Superman

I've always loved movies. I worked in a movie theatre during college and it's always been a place for me to be able to go and relax and escape for a few hours. Plus, who doesn't love hot popcorn and large amounts of sugary liquid?! 

I've also always loved Superman. I used to collect Superman trinkets and get into arguments with my friends who said Batman was the better superhero (whatevs...). 

I finally saw the new Justice League movie. I don't get to watch movies in the theatre as often now but with the recent break from school, I indulged! I won't review the movie (as I wasn't totally stoked about it) but what stuck with me was one scene in particular: 

(SPOILER ALERT!)

Superman/Clark Kent comes back to life and goes crazy with terror and confusion and ultimately calms down with the help of Lois, his love. They fly back to his childhood home to have some quiet time to reflect and reconnect. In my head, I was thinking "oh, this is great! He's back, they can get married now, and he can save the world" blah blah blah... But then, like usual, my brain then jumps to "oh my word, he came back to life! Lois must be losing her mind! What will his mom think?!" As soon as I thought that a truck drives down the dirt road. His mom jumps out of her truck and runs to her son. He says, "Hi mom." 

CUE CRYING

Of course, that is a dream of every mother that has lost a child. I have quite a few friends that I have met along this journey that have had dreams of seeing their child again. I have not had a dream like that, yet. What I asked myself after that movie scene was, "would I want Jax to come back to life if it was possible?"

Many people would immediately say, definitely! I, though, don't know. I examined how confused and broken Superman was after being brought back to life. He wasn't meant to come back. His mom was happy but I imagine her character thinking, "how long will you be here this time? Were you happier gone from here?" 

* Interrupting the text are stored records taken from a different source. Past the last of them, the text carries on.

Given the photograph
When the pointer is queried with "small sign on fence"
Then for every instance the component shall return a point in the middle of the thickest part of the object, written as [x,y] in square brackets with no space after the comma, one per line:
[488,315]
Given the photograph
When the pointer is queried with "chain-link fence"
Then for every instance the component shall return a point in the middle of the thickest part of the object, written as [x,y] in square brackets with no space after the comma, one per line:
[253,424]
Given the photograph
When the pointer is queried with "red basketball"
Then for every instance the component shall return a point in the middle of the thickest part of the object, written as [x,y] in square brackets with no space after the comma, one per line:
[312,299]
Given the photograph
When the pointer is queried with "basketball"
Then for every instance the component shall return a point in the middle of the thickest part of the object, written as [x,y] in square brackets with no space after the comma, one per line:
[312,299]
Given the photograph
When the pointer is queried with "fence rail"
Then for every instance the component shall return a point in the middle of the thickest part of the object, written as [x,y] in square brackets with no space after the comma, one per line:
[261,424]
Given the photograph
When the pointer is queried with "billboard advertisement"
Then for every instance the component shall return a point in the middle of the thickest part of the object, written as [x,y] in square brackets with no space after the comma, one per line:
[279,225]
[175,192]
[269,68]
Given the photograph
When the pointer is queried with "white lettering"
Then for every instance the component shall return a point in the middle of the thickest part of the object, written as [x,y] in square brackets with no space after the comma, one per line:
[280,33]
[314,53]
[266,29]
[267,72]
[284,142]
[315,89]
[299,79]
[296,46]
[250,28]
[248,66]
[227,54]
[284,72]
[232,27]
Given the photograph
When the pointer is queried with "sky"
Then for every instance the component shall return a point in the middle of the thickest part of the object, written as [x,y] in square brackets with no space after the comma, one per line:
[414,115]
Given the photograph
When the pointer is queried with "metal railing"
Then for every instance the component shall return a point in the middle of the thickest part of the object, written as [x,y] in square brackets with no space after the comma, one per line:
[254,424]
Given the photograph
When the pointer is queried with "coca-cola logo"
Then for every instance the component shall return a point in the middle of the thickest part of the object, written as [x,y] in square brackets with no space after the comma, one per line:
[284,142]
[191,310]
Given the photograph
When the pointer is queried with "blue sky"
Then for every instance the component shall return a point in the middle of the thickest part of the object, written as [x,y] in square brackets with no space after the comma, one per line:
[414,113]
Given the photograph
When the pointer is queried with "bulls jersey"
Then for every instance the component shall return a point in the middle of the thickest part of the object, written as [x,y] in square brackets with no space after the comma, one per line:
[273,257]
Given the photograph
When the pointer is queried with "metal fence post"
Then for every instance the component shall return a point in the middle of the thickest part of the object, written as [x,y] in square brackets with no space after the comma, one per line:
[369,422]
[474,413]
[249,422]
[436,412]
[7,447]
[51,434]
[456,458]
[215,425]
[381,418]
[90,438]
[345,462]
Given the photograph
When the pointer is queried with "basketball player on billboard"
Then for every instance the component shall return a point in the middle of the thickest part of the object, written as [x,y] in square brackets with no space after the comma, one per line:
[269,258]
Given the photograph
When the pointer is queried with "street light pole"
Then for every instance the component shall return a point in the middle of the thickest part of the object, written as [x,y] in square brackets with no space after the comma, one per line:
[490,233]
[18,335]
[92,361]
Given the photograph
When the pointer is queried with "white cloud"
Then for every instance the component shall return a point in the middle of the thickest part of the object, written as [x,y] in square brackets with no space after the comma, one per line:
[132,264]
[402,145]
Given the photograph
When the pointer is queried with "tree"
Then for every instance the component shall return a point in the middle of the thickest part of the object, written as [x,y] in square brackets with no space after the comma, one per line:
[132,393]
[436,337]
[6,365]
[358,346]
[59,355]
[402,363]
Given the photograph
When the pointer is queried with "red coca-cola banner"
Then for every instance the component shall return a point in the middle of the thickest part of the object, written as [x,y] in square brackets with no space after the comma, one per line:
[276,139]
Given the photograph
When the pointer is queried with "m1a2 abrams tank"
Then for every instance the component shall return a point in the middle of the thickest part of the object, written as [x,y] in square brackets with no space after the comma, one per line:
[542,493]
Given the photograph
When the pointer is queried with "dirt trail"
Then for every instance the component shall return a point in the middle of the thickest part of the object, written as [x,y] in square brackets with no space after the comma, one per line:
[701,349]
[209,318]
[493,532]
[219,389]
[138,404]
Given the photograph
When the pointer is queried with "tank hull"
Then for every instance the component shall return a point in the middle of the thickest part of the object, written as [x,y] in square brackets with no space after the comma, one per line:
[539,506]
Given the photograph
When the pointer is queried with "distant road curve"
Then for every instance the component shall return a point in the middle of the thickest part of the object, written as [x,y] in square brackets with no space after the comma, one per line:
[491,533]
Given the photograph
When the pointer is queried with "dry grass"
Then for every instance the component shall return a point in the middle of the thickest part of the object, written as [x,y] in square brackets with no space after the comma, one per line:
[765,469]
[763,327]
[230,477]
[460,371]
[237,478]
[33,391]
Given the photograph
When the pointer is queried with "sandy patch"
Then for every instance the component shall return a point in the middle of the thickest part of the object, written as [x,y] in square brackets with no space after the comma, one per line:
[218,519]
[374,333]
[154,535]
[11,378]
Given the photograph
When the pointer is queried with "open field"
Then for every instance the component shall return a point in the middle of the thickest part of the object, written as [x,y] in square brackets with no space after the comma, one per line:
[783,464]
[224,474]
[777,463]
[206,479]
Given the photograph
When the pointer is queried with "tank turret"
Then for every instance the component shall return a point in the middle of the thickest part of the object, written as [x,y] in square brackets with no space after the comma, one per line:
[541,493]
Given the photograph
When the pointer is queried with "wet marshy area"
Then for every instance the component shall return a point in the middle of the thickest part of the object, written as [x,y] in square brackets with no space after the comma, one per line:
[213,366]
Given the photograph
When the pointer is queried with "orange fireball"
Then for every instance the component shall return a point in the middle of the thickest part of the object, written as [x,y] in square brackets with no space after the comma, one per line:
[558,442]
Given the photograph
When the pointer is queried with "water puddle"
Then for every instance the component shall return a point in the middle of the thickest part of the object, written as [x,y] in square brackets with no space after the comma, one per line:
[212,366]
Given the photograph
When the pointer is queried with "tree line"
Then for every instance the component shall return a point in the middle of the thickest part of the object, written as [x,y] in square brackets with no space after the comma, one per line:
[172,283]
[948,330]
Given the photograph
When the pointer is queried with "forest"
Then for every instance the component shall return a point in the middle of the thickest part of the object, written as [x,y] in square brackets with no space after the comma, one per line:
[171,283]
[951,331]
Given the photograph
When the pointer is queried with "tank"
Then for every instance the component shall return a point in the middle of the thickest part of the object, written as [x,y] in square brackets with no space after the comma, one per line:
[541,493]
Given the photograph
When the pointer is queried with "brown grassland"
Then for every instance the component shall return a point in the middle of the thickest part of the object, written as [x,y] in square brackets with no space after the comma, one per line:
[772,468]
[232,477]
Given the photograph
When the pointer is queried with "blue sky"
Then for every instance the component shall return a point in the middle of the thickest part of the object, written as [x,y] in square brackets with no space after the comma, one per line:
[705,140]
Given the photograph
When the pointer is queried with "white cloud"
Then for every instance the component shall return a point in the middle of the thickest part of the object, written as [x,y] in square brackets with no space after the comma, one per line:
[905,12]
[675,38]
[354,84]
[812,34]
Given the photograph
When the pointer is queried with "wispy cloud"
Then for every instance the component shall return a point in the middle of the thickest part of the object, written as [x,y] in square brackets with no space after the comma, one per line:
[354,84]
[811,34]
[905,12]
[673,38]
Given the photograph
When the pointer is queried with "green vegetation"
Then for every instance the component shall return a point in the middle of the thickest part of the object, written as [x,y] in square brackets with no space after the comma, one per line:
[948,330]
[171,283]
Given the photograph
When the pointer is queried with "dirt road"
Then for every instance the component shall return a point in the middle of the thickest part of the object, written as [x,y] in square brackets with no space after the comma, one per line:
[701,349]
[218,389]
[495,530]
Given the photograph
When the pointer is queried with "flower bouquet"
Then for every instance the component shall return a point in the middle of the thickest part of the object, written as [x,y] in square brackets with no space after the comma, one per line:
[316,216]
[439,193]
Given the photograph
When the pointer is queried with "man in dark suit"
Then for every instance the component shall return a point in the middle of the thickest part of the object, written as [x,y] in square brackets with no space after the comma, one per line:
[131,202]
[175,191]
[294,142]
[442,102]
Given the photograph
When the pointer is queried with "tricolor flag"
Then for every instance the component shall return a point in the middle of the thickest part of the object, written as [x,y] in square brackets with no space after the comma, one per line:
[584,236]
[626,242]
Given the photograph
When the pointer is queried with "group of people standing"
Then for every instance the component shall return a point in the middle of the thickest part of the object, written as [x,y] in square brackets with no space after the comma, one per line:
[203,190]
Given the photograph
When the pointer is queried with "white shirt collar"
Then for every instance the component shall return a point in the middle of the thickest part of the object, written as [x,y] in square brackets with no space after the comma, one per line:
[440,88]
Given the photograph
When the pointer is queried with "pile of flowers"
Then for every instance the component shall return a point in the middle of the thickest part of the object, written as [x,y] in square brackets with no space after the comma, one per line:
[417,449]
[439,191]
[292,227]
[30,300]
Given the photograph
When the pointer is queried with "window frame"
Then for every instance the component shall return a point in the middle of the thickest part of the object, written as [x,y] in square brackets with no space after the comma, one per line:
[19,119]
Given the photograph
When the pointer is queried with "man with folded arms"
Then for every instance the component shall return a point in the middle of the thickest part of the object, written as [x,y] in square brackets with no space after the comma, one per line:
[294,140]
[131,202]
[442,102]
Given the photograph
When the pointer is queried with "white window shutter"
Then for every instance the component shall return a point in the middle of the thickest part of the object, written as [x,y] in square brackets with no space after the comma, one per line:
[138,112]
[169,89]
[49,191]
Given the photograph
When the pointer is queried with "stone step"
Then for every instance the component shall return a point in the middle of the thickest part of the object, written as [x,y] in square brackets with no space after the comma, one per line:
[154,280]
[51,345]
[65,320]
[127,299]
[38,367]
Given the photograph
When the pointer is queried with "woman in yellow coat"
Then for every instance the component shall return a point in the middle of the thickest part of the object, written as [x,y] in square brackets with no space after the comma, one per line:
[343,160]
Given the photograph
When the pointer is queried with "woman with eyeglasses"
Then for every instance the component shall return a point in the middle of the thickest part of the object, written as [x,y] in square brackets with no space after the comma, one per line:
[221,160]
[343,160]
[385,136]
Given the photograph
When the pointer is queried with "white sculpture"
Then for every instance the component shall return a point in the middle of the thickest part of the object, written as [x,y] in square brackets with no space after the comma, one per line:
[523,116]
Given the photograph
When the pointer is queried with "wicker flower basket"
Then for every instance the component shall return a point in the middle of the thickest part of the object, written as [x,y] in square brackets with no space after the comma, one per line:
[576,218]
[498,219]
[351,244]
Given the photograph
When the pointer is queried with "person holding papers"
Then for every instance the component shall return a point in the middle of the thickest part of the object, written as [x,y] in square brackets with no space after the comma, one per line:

Once you have lost a child, or anyone close to you, that question of "how are they now?" is always there. I again am thankful for my faith and strength in God. I would be a hot mess without Him. 

I find strength in knowing that Jax is not hurting. He is not struggling to breathe. His body is whole. As today marks two years since Jax passed away, I repeat the following promises that God has given me: Jax is healed. He is laughing, talking, and running.

And I know that one day we will run to each other and I will finally hear him say "Hi mom."